OpenSource Science vs. The Journals

Ever since George Soros announced that he would be donating $3 million to the Budapest Open Access Initiative, debate over the e-journal versus traditional journals has been heating up. An article today from the BBC points out some a few critics attacking the net journal initiative.

In many ways, these criticisms are the same ones being made in the debate surrounding peer-to-peer journalism versus Journalism-with-a-capital-J, arguments that probably shouldn’t be made so hastily because the two media aren’t necessarily competing. As the Physical Review Letters has proven, online journals can provide an entirely different type of information (namely late breaking results) that augments, rather than undermines traditional journals.


Internet addiction? Yay!

Perhaps I need to see someone from an Internet/Computer Addiction Service. My job might necessitate anti-depressants.


Society is happy.. barely

People are marginally happy, at best, according to Google: “I love my life,” 8280 pages to “I hate my life,” 8070.


Scrabble vowels gone missing

People making games beware: Scrabble vowel shortage revealed, thanks to faulty pseudorandomness. Also a tasty morsel of Scrabble trivia:

Alfred Butts invented Scrabble in 1931 after studying the front page of the New York Times for months to calculate how often each of the 26 letters in the Roman alphabet is used in English words. He settled on an appropriate score and number of tiles for each letter. There are 12 copies of E, the most common letter, and it has a value of 1; there is only one Z, but it has a value of 10.

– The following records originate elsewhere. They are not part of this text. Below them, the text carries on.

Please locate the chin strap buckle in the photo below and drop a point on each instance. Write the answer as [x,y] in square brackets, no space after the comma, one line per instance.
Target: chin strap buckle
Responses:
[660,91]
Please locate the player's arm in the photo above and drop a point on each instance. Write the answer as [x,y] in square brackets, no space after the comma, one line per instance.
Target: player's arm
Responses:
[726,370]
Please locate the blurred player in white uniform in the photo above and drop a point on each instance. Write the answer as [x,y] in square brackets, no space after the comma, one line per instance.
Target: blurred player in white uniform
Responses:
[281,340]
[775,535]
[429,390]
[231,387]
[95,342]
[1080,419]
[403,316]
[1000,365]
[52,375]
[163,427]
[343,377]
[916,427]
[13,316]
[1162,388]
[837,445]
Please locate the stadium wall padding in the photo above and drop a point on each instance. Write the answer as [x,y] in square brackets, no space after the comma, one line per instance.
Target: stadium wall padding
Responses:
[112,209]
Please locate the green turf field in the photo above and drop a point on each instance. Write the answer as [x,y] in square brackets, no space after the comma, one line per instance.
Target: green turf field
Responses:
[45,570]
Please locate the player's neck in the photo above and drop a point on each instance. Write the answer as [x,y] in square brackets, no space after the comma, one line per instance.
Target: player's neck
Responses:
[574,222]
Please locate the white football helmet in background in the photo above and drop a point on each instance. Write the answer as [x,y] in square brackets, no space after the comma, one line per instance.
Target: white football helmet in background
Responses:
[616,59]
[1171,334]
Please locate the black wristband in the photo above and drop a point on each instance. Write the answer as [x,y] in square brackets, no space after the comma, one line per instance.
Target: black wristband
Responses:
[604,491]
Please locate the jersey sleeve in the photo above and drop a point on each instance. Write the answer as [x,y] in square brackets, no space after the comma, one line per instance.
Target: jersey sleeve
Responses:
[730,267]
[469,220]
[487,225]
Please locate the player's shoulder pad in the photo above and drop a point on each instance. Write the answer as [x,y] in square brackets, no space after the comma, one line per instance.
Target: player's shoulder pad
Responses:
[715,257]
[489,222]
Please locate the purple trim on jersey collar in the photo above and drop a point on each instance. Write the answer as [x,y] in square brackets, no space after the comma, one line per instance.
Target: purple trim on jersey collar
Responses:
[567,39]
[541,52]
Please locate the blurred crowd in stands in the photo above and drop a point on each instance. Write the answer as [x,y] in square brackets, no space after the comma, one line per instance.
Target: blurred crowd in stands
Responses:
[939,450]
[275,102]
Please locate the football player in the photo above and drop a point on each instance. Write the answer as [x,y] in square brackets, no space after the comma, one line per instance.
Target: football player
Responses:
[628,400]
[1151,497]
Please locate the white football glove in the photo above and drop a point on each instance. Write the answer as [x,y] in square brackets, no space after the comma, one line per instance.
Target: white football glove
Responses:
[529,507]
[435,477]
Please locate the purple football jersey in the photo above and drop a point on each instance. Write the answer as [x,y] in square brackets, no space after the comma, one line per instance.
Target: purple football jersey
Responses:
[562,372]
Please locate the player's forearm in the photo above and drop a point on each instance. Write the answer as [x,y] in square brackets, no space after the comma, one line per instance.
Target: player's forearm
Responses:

Jouralist Josh has a backlash

Josh had quite a reaction to our panel at SXSW.


NewsBlaster

In today’s SearchDay, Chris Sherman introduced a new project from the Columbia Natural Language Processing group called Newsblaster, an automatic content aggregator, which, unlike Blogdex, actually culls similar content into one descriptive passage. Chris noted:

“If such a system were combined with a URL monitoring service, and seeded with a taxonomy of subjects personally interesting to you, it could effectively create your own web “advisory” service, automatically building directories of promising sites annotated with high-level summaries that would spare you the time of manual searching.”

Sounds to me like the coming of personalized news, the underlying goals of which have always left me a little uneasy. Personalized news tends to converge, as one might expect, on your personal interests. If we take this model to the extreme, then would I ever learn anything entirely new? Something revolutionary? What I want is someone else’s personalized news, someone like myself, but different enough that they will lead me in a new direction. That, my friends, is a weblog. And thankfully, there are lots of those.

To be fair, I’m sure Chris is referring to some hybrid of weblog and news content, which is taking all of this into account. I just had to get the ‘personalized news’ rant off my chest. I feel better now, in case anyone is wondering.


Real research on weblogs

I’ve been swimming in blog data for the past few days, preparing for my upcoming presentation at Sunbelt XXII, a social networks conference. Needless to say, I’ll be working up until the last minute, looking for new insights. I’ll make sure and let you know if I have any :)


Hard-to-describe numbers

who thought that one number could be so powerful?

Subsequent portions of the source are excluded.